Léon entra, l’air fatigué. En tant que seul homme de la maison, de nombreuses tâches lui incombaient. Il était temps qu’Anna mette de l’argent de côté pour engager quelqu’un d’autre, au moins de manière occasionnelle. Elle avait différé ce moment le plus longtemps possible car elle craignait d’introduire chez eux quelqu’un qui pourrait découvrir son secret.

Léon restait debout, les épaules voûtées, les traits tirés. Anna se rendit compte tout à coup qu’il ne pouvait s’asseoir avant qu’elle-même soit assise. Elle se laissa tomber sur une chaise. Par habitude, elle s’assit comme un homme, les genoux écartés, et se pencha au-dessus de la table pour attraper une pomme.

Léon sourit et s’assit en face d’elle.

— Qu’y a-t-il ? demanda-t-elle aussitôt.

Elle tenait sa pomme à la main, et attendait la réponse de Léon pour la croquer.

— J’ai fait quelque chose de la mauvaise manière ?

— À peine, répondit-il en prenant une poire.

Il mordit dans le fruit avec plaisir, en empêchant le jus de couler sur son menton.

— Quoi ? répéta-t-elle.
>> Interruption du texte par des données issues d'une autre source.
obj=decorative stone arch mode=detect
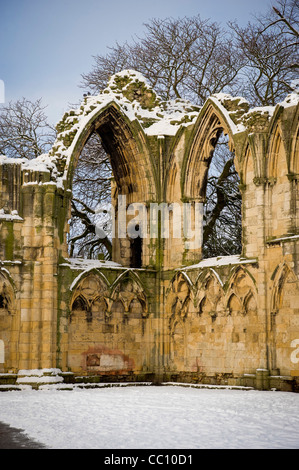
[269,261,299,374]
[266,124,287,185]
[0,269,19,371]
[70,269,109,322]
[56,101,156,203]
[109,270,148,318]
[196,268,224,319]
[224,266,257,315]
[166,271,195,329]
[270,261,299,316]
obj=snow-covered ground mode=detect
[0,386,299,449]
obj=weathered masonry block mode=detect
[0,70,299,391]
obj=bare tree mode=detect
[82,15,243,104]
[0,98,55,159]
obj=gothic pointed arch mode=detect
[0,269,19,371]
[225,266,257,315]
[109,270,148,317]
[51,101,156,202]
[181,98,244,200]
[196,268,224,319]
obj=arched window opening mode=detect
[202,133,242,258]
[68,133,112,259]
[0,295,7,309]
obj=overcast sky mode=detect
[0,0,273,124]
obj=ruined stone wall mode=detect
[0,74,299,390]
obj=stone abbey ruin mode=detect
[0,71,299,391]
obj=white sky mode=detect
[0,0,273,124]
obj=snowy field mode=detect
[0,386,299,449]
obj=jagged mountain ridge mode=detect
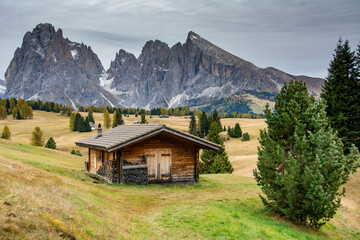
[5,24,116,109]
[103,32,323,109]
[5,24,323,109]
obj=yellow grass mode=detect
[0,111,360,239]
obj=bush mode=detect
[242,133,250,142]
[1,126,11,140]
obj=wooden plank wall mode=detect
[123,133,197,181]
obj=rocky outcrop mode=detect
[5,24,117,108]
[107,32,323,109]
[4,24,323,109]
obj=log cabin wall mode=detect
[123,133,198,181]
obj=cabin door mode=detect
[146,149,171,181]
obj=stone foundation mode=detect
[123,165,149,184]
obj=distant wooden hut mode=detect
[76,124,221,184]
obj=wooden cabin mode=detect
[76,124,221,184]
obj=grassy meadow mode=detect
[0,111,360,239]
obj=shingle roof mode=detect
[76,124,221,152]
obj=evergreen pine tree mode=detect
[74,113,82,131]
[242,132,250,142]
[45,137,56,149]
[321,39,360,153]
[104,110,111,129]
[31,127,44,147]
[189,115,198,136]
[210,110,222,130]
[140,114,147,124]
[69,113,76,131]
[29,106,34,119]
[1,126,11,140]
[199,122,234,174]
[112,111,118,128]
[0,105,7,120]
[234,123,242,138]
[199,111,210,137]
[88,109,95,124]
[254,81,359,228]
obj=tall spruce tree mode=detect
[199,122,234,174]
[104,110,111,129]
[199,111,210,138]
[189,115,198,136]
[88,109,95,124]
[321,39,360,153]
[1,126,11,140]
[254,81,359,228]
[31,127,44,147]
[45,137,56,149]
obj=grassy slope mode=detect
[0,112,360,239]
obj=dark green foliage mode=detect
[242,133,250,142]
[210,110,222,130]
[321,39,360,152]
[228,123,242,138]
[88,110,95,124]
[1,126,11,140]
[31,127,44,147]
[254,81,359,228]
[140,114,147,124]
[189,115,198,136]
[74,113,82,131]
[71,149,82,157]
[199,111,210,137]
[199,122,234,174]
[112,110,124,128]
[45,137,56,149]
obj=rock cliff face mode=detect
[5,24,117,108]
[0,24,323,109]
[106,32,323,109]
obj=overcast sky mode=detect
[0,0,360,79]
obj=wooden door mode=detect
[145,149,171,181]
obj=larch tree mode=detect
[254,81,359,228]
[321,39,360,153]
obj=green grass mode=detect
[0,140,360,239]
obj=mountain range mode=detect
[0,23,323,112]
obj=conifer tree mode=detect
[254,81,359,228]
[189,115,198,136]
[88,109,95,124]
[199,122,234,174]
[74,113,82,131]
[0,105,7,120]
[104,110,111,129]
[140,114,147,124]
[234,123,242,138]
[1,126,11,140]
[45,137,56,149]
[29,106,34,119]
[321,39,360,153]
[199,111,210,138]
[69,113,76,131]
[31,127,44,147]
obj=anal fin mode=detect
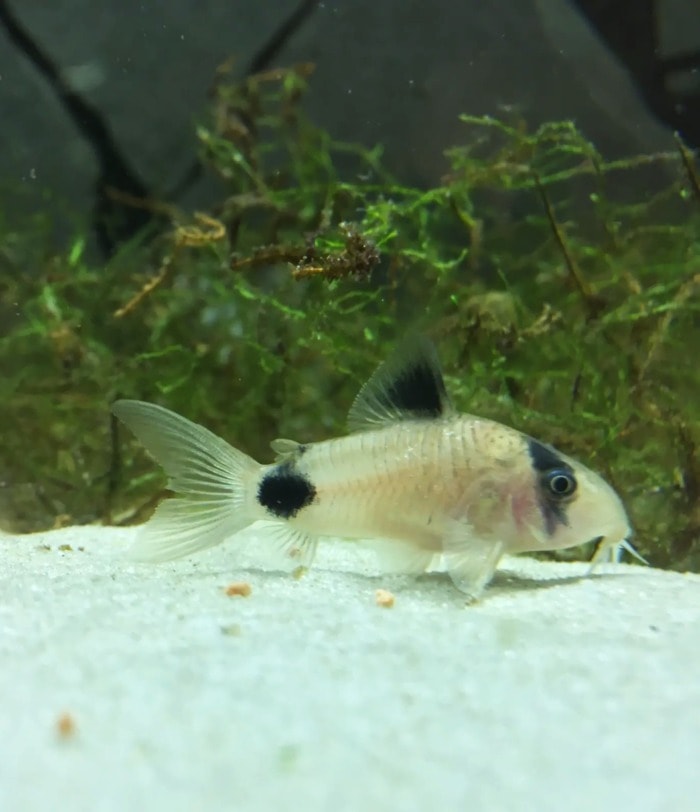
[443,521,503,603]
[256,522,318,572]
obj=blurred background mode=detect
[0,0,700,251]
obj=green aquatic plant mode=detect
[0,66,700,569]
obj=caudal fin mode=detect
[112,400,260,561]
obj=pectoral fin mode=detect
[442,521,503,603]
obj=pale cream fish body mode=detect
[113,340,630,598]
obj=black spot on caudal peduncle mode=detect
[258,462,316,519]
[527,437,576,536]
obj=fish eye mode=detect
[544,468,576,499]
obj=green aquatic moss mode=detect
[0,66,700,569]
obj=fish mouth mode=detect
[591,534,650,569]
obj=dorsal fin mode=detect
[348,336,452,431]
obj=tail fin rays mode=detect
[112,400,260,561]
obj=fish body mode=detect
[113,339,630,598]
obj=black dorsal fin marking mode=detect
[348,336,452,431]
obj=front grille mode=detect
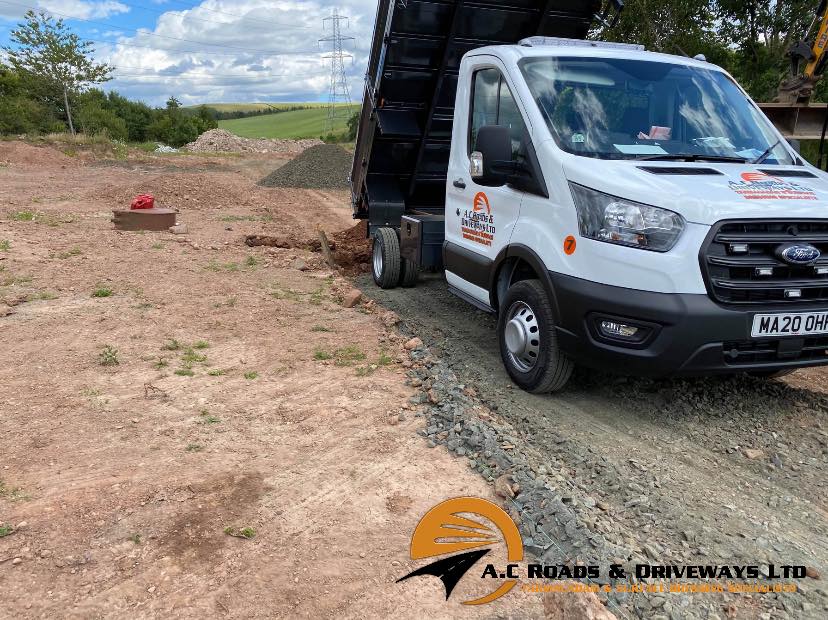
[700,220,828,304]
[722,336,828,366]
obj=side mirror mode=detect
[471,125,512,187]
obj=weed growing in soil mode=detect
[198,409,221,424]
[98,345,121,366]
[224,527,256,540]
[57,248,83,260]
[0,480,29,502]
[334,344,367,366]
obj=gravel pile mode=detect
[184,129,322,153]
[259,144,353,189]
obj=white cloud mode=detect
[102,0,376,104]
[0,0,130,20]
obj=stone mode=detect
[342,289,362,308]
[495,474,515,499]
[543,581,617,620]
[405,338,423,351]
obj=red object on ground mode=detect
[130,194,155,211]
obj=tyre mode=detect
[371,228,400,289]
[497,280,574,394]
[400,258,420,288]
[748,369,796,379]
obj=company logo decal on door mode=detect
[730,172,816,200]
[460,192,497,247]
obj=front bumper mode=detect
[549,272,828,377]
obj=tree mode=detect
[3,11,114,135]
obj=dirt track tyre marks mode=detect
[364,275,828,618]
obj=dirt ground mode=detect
[0,142,552,618]
[361,275,828,620]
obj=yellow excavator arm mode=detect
[776,0,828,103]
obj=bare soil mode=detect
[0,143,542,618]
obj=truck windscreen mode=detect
[520,57,794,165]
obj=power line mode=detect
[0,0,316,56]
[319,9,355,132]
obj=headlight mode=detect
[569,183,684,252]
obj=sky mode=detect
[0,0,377,105]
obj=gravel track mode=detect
[360,276,828,620]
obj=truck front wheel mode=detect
[371,228,401,289]
[497,280,573,394]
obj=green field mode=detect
[219,104,359,140]
[196,102,328,112]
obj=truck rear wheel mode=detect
[497,280,574,394]
[371,228,401,289]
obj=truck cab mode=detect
[352,2,828,393]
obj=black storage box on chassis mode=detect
[400,214,446,269]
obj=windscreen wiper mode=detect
[636,153,748,164]
[750,140,782,164]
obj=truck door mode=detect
[445,57,526,305]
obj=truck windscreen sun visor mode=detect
[520,57,795,165]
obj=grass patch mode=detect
[57,248,83,260]
[198,409,221,424]
[224,527,256,540]
[181,348,207,366]
[98,345,121,366]
[205,260,240,273]
[334,344,367,366]
[0,480,29,502]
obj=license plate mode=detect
[751,312,828,338]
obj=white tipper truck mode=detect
[351,0,828,393]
Il y a quelque chose. Je le vois à tes yeux.

Il haussa les épaules.

— Ce n’est pas grand-chose.

— Il est temps que j’engage un autre serviteur pour t’aider dans les tâches les plus difficiles, reprit-elle.

Elle vit qu’il avait l’air soulagé. Elle aurait dû le faire bien avant.
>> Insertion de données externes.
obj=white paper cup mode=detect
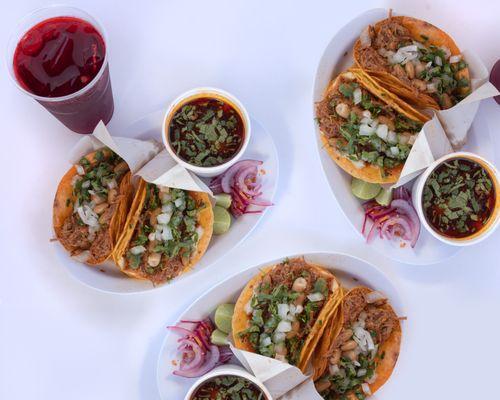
[184,364,273,400]
[162,87,251,177]
[412,151,500,246]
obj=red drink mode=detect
[12,8,114,133]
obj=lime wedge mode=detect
[351,178,382,200]
[210,329,229,346]
[375,189,392,206]
[214,193,231,208]
[214,304,234,334]
[214,206,231,235]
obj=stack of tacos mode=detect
[53,148,214,284]
[316,10,471,184]
[232,258,401,400]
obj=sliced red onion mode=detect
[174,345,220,378]
[221,160,262,193]
[361,187,420,247]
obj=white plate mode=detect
[313,8,495,265]
[54,110,279,294]
[156,253,405,400]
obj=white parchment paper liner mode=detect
[231,345,322,400]
[136,150,212,196]
[392,51,500,187]
[69,121,161,173]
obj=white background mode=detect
[0,0,500,400]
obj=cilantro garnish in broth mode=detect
[422,158,496,238]
[169,97,245,167]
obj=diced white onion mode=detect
[106,179,118,189]
[307,292,325,303]
[377,124,389,140]
[439,46,451,60]
[75,164,85,175]
[156,213,172,225]
[76,205,99,226]
[351,160,365,169]
[273,332,286,343]
[387,131,398,143]
[352,88,363,104]
[359,124,375,136]
[161,226,174,242]
[174,199,184,208]
[245,300,253,315]
[361,383,372,396]
[359,26,372,49]
[130,246,146,256]
[365,290,387,304]
[276,321,292,333]
[366,372,377,384]
[390,146,399,156]
[328,364,340,375]
[398,133,410,144]
[278,304,290,319]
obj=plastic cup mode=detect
[6,5,114,133]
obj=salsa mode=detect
[14,17,106,97]
[422,158,496,238]
[168,97,245,167]
[191,375,266,400]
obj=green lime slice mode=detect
[375,189,392,206]
[351,178,382,200]
[214,206,231,235]
[214,193,232,208]
[210,329,229,346]
[214,304,234,334]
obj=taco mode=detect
[316,69,429,183]
[354,15,471,109]
[52,148,132,265]
[232,258,342,371]
[312,287,401,400]
[113,179,214,284]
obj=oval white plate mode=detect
[54,110,279,294]
[156,253,405,400]
[313,8,495,265]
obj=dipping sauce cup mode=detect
[6,6,114,133]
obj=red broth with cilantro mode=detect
[168,97,245,167]
[191,375,267,400]
[422,158,496,238]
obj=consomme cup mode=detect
[184,364,273,400]
[162,87,251,177]
[412,152,500,246]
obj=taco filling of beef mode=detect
[357,17,470,109]
[236,259,336,365]
[119,183,206,283]
[316,72,422,172]
[58,149,129,261]
[315,289,399,400]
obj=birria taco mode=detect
[113,179,214,284]
[354,16,471,109]
[312,287,401,400]
[316,69,429,183]
[232,258,342,371]
[53,149,132,265]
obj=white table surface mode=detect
[0,0,500,400]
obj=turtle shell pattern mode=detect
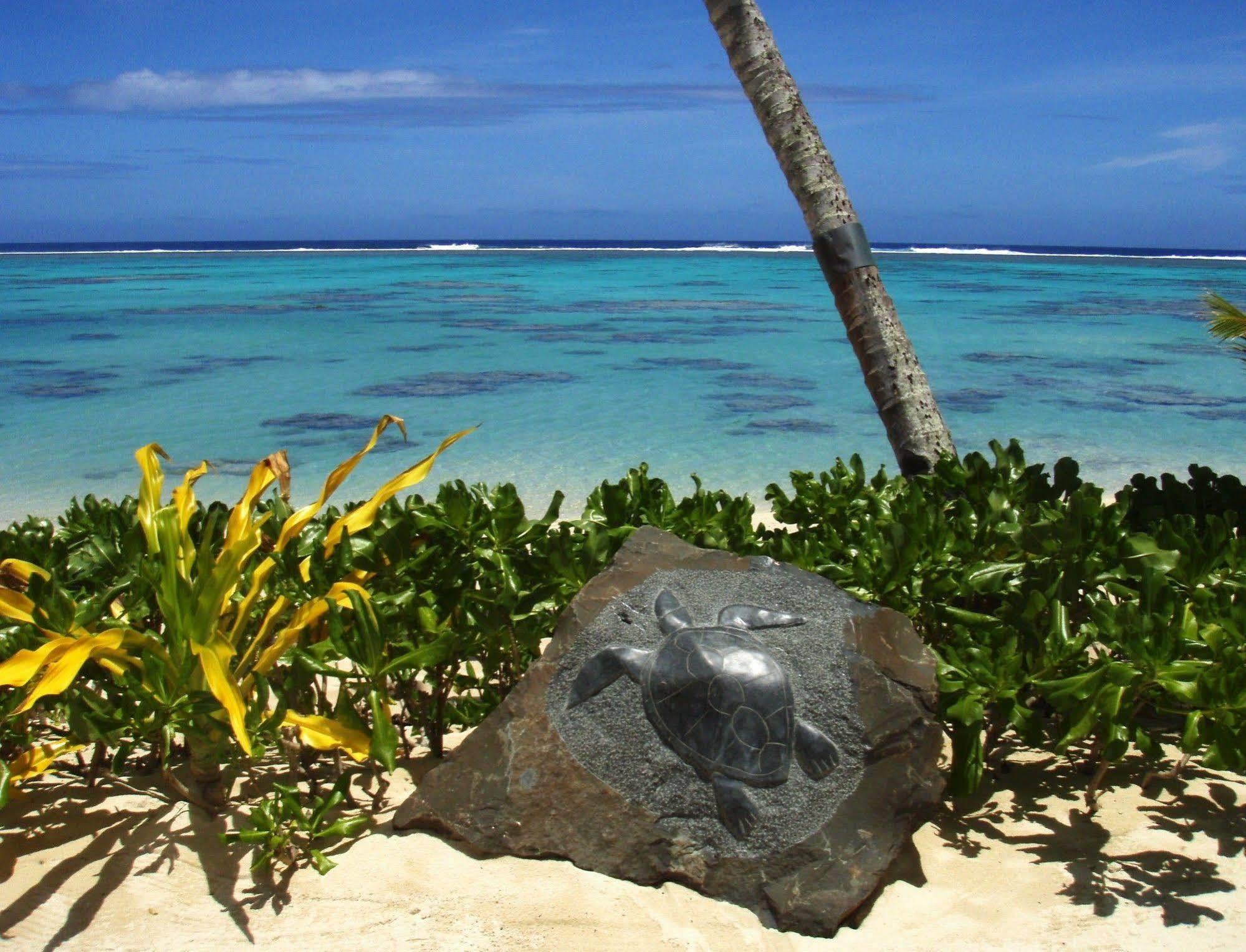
[641,628,795,786]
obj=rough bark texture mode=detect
[705,0,956,476]
[394,528,943,935]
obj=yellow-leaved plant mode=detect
[0,415,471,809]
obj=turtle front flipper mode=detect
[792,720,840,780]
[653,588,692,634]
[717,604,805,629]
[567,645,649,710]
[714,774,757,840]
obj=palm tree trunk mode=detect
[705,0,956,476]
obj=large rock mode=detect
[394,528,943,935]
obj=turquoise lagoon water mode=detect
[0,239,1246,521]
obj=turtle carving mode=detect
[567,590,838,840]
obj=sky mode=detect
[0,0,1246,249]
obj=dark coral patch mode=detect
[386,343,466,354]
[14,367,121,400]
[261,413,376,433]
[729,416,835,436]
[938,388,1004,414]
[355,370,577,397]
[720,394,813,414]
[151,354,280,384]
[717,373,817,390]
[625,358,754,370]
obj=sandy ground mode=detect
[0,738,1246,952]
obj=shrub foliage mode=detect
[0,438,1246,871]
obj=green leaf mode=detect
[317,815,371,839]
[368,688,399,771]
[308,849,338,876]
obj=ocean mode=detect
[0,241,1246,522]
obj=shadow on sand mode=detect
[0,762,383,950]
[933,757,1246,926]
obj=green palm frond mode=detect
[1202,292,1246,360]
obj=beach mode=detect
[0,734,1246,951]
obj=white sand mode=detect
[0,743,1246,952]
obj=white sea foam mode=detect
[873,244,1246,262]
[0,242,1246,262]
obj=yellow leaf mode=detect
[0,558,51,584]
[0,588,35,624]
[0,638,76,688]
[229,558,277,647]
[14,630,125,714]
[247,582,368,684]
[191,638,251,756]
[135,443,168,552]
[173,460,208,532]
[282,710,373,762]
[224,459,277,549]
[324,426,476,555]
[277,414,406,552]
[9,740,86,784]
[0,588,89,638]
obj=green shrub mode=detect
[0,443,1246,865]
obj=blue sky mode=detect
[0,0,1246,248]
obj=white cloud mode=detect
[70,69,453,111]
[1094,120,1246,172]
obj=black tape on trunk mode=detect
[813,222,873,278]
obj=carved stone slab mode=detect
[394,528,943,935]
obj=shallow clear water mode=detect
[0,243,1246,519]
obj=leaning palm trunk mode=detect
[705,0,956,476]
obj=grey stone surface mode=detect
[546,569,865,856]
[395,528,942,935]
— Mais je ne puis me permettre la moindre erreur en sa présence. Dis-moi, maintenant. Ne montre aucune indulgence.

Léon avala une autre bouchée de sa poire.

— Des petites choses. Parfois, vous êtes trop discrète, trop délicate. Votre manière de vous asseoir est parfaite, mais vous vous inclinez toujours devant des gens qui ne sont pas vos supérieurs. Vous cherchez à savoir ce qu’on pense de vous. Vous cherchez moins à plaire, mais cela arrive encore trop souvent. Vous êtes un eunuque, un médecin respecté. Vous n’avez pas à vous soucier de l’opinion des autres. En particulier des femmes.

Elle s’apprêta à discuter, à lui expliquer qu’il lui fallait au moins engager la conversation, mettre les gens à l’aise avant de les interroger sur Bessarion et le reste. Elle comprit soudain qu’elle pourrait le faire sans employer la manière douce d’une femme.

— Je devrais être plus assurée.

— Oui, maîtresse, fit-il en souriant.

Elle avait découvert qu’il possédait un sens de l’humour qu’elle ne lui connaissait pas durant toutes les années passées au service de son père. Peut-être n’osait-il pas, à l’époque. C’était une pensée désagréable.

— Observez soigneusement et rappelez-vous. Entraînez-vous, dit-il, le regard brillant sous l’effet de pensées qu’il ne pouvait exprimer.